Amazon Redshift
What it is: AWS cloud data warehouse. Columnar storage, massively parallel processing (MPP). SQL-based analytics at petabyte scale.
What It Does Best
AWS integration. Native integration with S3, EMR, Glue, Kinesis. Seamless data movement within AWS ecosystem.
Mature and stable. Decade-old product, battle-tested. Extensive documentation, large community.
Spectrum. Query data in S3 without loading. Extend warehouse to data lake.
Key Features
Columnar storage: PostgreSQL-based with columnar compression
Massively parallel: Distribute queries across many nodes
Redshift Spectrum: Query S3 data directly without loading
Concurrency scaling: Auto-scale for concurrent queries
Materialized views: Precompute query results
Pricing
On-demand: $0.25-5.00/hour depending on node type
Reserved: 50-75% savings with 1-3 year commitments
Serverless: $0.50 per RPU-hour, auto-scaling
Typical cost: $1,000-10,000+/month for most workloads
When to Use It
✅ AWS-centric data infrastructure
✅ Need mature, stable data warehouse
✅ Large data volumes (TB-PB scale)
✅ Team knows PostgreSQL SQL
✅ Query S3 data with Spectrum
When NOT to Use It
❌ Multi-cloud strategy (vendor lock-in)
❌ Small datasets (Postgres cheaper)
❌ Need fastest performance (Snowflake often faster)
❌ Frequent schema changes (tuning required)

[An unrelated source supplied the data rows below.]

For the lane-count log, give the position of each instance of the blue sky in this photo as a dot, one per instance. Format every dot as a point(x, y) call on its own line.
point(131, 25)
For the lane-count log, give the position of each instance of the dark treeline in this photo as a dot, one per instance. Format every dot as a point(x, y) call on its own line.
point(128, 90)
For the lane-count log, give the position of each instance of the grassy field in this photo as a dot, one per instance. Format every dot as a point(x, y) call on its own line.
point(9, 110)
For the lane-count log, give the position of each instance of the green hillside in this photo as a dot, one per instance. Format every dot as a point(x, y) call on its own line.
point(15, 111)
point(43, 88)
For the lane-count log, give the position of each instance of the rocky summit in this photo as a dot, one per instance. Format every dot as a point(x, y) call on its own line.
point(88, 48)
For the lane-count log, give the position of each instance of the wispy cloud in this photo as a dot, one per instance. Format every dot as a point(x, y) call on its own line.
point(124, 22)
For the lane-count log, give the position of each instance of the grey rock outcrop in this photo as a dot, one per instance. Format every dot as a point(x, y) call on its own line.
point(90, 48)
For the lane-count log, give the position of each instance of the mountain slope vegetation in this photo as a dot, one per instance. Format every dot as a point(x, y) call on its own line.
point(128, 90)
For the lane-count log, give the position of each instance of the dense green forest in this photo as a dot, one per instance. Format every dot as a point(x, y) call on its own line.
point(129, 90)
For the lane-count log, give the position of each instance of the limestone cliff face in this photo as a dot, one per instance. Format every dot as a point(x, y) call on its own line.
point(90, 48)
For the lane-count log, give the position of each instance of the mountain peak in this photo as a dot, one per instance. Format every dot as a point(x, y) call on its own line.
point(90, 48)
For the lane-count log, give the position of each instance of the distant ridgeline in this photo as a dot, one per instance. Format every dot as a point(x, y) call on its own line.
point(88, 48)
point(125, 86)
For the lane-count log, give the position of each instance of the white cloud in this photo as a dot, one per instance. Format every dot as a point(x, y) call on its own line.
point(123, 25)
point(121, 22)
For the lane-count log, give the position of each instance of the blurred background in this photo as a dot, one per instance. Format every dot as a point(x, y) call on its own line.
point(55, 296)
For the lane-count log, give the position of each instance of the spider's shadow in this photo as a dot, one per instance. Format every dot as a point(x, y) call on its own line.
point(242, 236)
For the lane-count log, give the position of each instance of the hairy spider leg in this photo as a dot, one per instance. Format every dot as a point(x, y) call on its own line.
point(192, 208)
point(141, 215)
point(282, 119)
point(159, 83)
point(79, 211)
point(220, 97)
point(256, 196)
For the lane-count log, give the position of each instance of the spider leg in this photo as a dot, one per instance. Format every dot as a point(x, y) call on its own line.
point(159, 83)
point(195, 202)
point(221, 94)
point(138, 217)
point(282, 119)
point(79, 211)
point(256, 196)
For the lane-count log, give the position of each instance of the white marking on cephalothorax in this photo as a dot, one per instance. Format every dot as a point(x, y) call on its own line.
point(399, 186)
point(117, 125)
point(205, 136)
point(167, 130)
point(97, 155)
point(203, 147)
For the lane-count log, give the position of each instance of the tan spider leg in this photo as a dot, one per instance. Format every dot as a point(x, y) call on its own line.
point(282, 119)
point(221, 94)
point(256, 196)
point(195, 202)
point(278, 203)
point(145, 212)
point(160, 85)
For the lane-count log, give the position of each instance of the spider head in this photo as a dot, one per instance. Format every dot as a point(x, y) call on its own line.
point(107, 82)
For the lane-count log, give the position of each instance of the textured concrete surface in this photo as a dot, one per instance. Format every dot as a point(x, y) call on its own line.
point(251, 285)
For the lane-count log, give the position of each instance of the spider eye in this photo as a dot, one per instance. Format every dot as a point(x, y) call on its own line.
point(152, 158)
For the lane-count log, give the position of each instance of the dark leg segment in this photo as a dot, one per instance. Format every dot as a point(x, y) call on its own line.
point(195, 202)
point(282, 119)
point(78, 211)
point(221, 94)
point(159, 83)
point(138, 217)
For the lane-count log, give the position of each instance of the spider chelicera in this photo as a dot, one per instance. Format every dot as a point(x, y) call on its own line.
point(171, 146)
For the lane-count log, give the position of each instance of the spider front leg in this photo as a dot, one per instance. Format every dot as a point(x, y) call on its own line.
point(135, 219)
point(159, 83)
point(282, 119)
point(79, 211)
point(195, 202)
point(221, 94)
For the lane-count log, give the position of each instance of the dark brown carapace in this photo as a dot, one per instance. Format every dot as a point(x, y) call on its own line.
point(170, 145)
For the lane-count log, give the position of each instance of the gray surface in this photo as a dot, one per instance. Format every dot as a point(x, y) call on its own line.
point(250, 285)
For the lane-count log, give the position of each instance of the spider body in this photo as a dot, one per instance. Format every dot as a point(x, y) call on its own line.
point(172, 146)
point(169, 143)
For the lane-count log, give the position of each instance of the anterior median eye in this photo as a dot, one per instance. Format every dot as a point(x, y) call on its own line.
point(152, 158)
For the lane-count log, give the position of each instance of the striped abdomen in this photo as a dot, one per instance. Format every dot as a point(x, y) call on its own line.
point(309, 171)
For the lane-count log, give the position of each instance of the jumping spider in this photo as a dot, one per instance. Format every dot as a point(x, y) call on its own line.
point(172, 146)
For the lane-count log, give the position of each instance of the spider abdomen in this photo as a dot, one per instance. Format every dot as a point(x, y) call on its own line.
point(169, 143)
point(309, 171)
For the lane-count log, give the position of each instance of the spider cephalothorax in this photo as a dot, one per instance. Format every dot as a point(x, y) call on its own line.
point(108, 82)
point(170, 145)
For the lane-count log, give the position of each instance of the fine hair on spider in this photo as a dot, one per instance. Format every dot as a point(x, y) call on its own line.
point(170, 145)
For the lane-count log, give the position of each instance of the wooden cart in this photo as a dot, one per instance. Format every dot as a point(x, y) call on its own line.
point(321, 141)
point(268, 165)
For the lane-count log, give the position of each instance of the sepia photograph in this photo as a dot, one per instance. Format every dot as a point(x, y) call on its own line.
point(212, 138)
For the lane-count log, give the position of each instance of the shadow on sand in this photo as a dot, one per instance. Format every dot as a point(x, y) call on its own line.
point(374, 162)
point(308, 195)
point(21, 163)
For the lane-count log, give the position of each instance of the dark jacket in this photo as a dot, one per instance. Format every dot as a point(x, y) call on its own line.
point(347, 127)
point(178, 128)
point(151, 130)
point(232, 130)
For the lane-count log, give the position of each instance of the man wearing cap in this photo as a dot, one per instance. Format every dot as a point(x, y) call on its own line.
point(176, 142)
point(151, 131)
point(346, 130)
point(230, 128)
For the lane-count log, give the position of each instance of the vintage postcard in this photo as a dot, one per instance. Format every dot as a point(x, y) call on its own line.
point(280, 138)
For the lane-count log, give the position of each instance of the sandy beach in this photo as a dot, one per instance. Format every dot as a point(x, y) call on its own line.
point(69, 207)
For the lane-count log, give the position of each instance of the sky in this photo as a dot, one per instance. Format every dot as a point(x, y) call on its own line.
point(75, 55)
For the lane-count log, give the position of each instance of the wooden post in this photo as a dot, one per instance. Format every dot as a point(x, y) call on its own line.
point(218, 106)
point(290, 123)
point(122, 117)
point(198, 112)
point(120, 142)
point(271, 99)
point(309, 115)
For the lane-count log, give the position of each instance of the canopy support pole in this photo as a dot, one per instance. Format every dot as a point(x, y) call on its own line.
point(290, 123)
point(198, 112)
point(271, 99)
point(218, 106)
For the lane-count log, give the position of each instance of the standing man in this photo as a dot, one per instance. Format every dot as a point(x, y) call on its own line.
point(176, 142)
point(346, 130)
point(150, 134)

❌ Unpredictable workloads (Snowflake better scaling)
Common Use Cases
Business intelligence: Power BI, Tableau, Looker dashboards
Data warehouse: Central repository for analytics
Log analysis: Query application and server logs at scale
Financial reporting: Aggregate transactional data
Data lake queries: SQL on S3 with Spectrum
Redshift vs Alternatives
vs Snowflake: Redshift cheaper on AWS, Snowflake easier to use and faster
vs BigQuery: BigQuery serverless and faster, Redshift more control
vs Athena: Redshift better for frequent queries, Athena for ad-hoc on S3
Unique Strengths
AWS native: Deep integration with AWS services
Spectrum: Query S3 without ETL
PostgreSQL compatibility: Familiar SQL dialect
Mature product: Well-documented, large user base
Bottom line: Solid choice for AWS shops. More operational overhead than Snowflake, but cheaper and proven at scale. Good for teams already deep in AWS ecosystem. Consider Snowflake if multi-cloud or want easier management.